# Long lasting teething treats?



## badbananas (Nov 4, 2014)

What are some long lasting teething treats?

Right now mako is teething baaaad. 

I've been trying to find a good teething treat, preferably something that doesn't have raw hide. He loves the BB wilderness dental bones and beef tendons, but they're kind of pricey for how many you get. I'm looking for something similar. Something he can chew for a while, can offer daily or every other day, and isn't too pricey. 

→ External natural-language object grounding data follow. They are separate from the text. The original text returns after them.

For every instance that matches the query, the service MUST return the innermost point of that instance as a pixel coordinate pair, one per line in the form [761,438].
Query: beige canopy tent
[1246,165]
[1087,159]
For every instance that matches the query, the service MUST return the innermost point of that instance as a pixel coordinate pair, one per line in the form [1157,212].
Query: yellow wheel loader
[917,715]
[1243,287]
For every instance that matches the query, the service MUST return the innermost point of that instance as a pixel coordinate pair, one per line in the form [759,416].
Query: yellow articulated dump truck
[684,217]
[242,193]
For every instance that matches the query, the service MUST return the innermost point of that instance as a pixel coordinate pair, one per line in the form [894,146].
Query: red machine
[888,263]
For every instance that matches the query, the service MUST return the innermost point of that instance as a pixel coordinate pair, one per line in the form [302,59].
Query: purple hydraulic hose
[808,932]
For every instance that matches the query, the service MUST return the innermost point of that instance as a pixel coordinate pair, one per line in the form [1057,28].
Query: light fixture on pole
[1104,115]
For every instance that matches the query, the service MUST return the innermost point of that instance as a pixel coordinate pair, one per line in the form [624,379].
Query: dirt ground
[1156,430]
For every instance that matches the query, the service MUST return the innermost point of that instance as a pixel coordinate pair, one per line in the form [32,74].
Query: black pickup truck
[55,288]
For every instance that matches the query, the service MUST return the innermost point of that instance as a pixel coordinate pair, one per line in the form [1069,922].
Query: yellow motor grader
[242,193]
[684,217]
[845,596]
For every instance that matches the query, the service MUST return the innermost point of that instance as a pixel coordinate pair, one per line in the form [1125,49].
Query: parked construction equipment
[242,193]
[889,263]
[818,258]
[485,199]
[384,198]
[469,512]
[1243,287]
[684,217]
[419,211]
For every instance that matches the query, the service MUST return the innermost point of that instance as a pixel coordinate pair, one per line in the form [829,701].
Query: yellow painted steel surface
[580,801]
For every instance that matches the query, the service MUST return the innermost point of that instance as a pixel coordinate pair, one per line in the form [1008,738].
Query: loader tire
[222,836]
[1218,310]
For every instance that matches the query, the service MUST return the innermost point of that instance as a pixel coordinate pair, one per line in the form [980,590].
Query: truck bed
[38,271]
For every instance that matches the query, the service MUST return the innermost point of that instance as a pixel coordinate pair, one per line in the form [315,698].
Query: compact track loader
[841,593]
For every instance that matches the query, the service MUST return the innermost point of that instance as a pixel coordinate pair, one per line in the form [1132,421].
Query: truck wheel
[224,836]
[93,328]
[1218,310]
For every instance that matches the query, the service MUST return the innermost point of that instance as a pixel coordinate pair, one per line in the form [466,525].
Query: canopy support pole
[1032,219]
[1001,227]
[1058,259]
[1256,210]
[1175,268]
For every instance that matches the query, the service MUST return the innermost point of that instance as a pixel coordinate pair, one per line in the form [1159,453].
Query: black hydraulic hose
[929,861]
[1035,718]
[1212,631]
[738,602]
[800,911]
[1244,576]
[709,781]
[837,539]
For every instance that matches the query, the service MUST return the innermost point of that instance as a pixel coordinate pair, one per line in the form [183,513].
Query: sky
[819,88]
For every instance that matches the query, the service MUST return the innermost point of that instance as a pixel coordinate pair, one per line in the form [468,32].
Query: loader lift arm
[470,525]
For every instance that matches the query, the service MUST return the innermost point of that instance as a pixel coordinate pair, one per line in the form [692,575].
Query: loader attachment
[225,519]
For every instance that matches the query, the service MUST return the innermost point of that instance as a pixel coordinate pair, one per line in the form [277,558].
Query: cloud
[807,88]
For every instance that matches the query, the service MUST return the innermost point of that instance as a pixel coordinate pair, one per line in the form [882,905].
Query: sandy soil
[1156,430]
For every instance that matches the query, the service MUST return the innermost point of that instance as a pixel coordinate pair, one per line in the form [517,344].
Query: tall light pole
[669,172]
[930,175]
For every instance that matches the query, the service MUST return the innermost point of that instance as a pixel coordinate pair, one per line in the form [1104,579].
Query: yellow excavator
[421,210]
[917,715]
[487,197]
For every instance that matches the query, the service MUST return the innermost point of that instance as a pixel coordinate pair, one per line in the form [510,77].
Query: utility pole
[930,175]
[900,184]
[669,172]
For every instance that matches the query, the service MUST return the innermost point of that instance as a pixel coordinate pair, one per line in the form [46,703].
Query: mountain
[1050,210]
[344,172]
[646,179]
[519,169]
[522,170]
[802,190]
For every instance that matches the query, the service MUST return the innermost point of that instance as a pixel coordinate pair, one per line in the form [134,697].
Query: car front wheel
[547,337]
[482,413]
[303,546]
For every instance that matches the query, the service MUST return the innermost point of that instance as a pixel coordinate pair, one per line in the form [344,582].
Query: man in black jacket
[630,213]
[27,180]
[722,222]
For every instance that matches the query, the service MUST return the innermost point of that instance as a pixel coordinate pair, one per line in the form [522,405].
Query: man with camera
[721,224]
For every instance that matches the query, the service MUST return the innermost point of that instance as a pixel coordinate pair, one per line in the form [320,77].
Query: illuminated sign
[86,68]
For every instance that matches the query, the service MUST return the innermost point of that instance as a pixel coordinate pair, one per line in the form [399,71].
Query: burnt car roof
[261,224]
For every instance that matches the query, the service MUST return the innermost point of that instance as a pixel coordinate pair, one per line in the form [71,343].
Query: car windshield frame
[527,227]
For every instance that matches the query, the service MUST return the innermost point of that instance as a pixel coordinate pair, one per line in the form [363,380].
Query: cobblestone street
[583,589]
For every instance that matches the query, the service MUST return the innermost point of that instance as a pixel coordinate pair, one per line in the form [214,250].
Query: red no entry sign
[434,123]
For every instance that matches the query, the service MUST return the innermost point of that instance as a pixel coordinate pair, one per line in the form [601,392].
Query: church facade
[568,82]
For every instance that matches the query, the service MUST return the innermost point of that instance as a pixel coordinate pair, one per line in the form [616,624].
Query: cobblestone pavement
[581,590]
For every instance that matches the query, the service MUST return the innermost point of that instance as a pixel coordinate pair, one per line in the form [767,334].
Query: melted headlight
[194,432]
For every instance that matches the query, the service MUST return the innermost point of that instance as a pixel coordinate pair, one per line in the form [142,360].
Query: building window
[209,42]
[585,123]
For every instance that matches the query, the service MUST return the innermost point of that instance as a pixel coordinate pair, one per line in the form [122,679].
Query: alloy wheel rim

Also any teething toys you highly recommend will be greatly appreciated. Right now he is getting my daughters old hard plastic teething toys (of course supervised). He doesn't seem to care for nylabones. He will chew on sticks (and not eat. Just chew) but it is messy!


----------



## car2ner (Apr 9, 2014)

I have given my pup cleaned plastic milk cartons and juice bottles. Free is good and can be fun for a day or two. 

I buy bully sticks from Chewy.com and Best Bully Sticks by balk. It is a lot up front but in the long run it is a more reasonable price. 

I was just looking at my dogs collection of dog's chew toys, his antler, his Nylabone, his squeeky bone and a now empty marrow bone. They all look pristine because he doesn't just settle down and chew them. He likes best the Kong squeeky balls. But I have to watch them because a strong chewer will break them apart.


----------



## Bella67 (Jun 22, 2014)

For my dog as a puppy, she used the kong with the treats inside it, nylabones, deer antlers, and a ball from the chuck-it! collection. Some were pricy but worth well worth it! I also would recommend putting a wet wash cloth in the freezer, let it freeze then let him chew on it but watch him while chewing it, and give him icecubs, those will help to. I also heard you can boil the nylabones in beef broth to help give that tasting flavor to make the dog more interested in chewing it. Good luck!


----------



## Shade (Feb 20, 2012)

Frozen raw marrow bones and knuckle bones. They last a while and pups love them, just supervise to make sure they're not chewing too aggressively. Frozen raw carrots, frozen stuffed kongs, I fed beef tendons as well frozen though only a few a week because they did give him diarrhea if fed too often


----------



## Fate_GSD (Oct 9, 2014)

After all of the Nylabones, Bully Sticks, Kongs, Antlers were bought, it was discovered that Fate enjoyed one gallon plastic jugs just as well.


----------



## KayDub (May 4, 2014)

There's always the old fashioned ice cubes or blocks to help numb the gums. Just monitor your dog with them. As always it's the cheapest route.


----------